SUL FILO – Il tecnico argentino, allievo di Marcelo Bielsa, non è riuscito a dare un’impronta alla squadra. Nessun segnale da Boehly, ma il silenzio a volte aiuta a comprendere le situazioni. Pochettino chiede tempo e pazienza. Ha una rosa formata da trenta giocatori. L’età media è molto bassa: 23,6 anni, nonostante i 39 di Thiago Silva, che ha annunciato qualche ora fa la decisione di andare via a giugno. Nessuno ha speso quanto il Chelsea, ma Pochettino ha cercato nuove soluzioni anche pescando dal vivaio dei Blues, come nel caso di Alfie Gilchrist, terzino destro o difensore centrale, vent’anni, londinese, nove presenze e un gol all’Everton in Premier. L’allenatore di Murphy, provincia di Santa Fe, sta lavorando anche in prospettiva: un invito a valutare il suo progetto senza pregiudizi.

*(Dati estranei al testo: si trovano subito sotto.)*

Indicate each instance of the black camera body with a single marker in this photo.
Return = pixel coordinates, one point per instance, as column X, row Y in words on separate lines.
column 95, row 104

L’OPZIONE – Gilchrist si è imposto nel Chelsea Under 19, guidato da Ed Brand. E’ nato il 28 novembre del 2003 e ha un contratto per altri due anni, ma i Blues si garantiti un’opzione per estenderlo fino al 2027. Ha esordito in Premier il 27 dicembre del 2023, in occasione della vittoria per 2-1 a Stamford Bridge contro il Crystal Palace.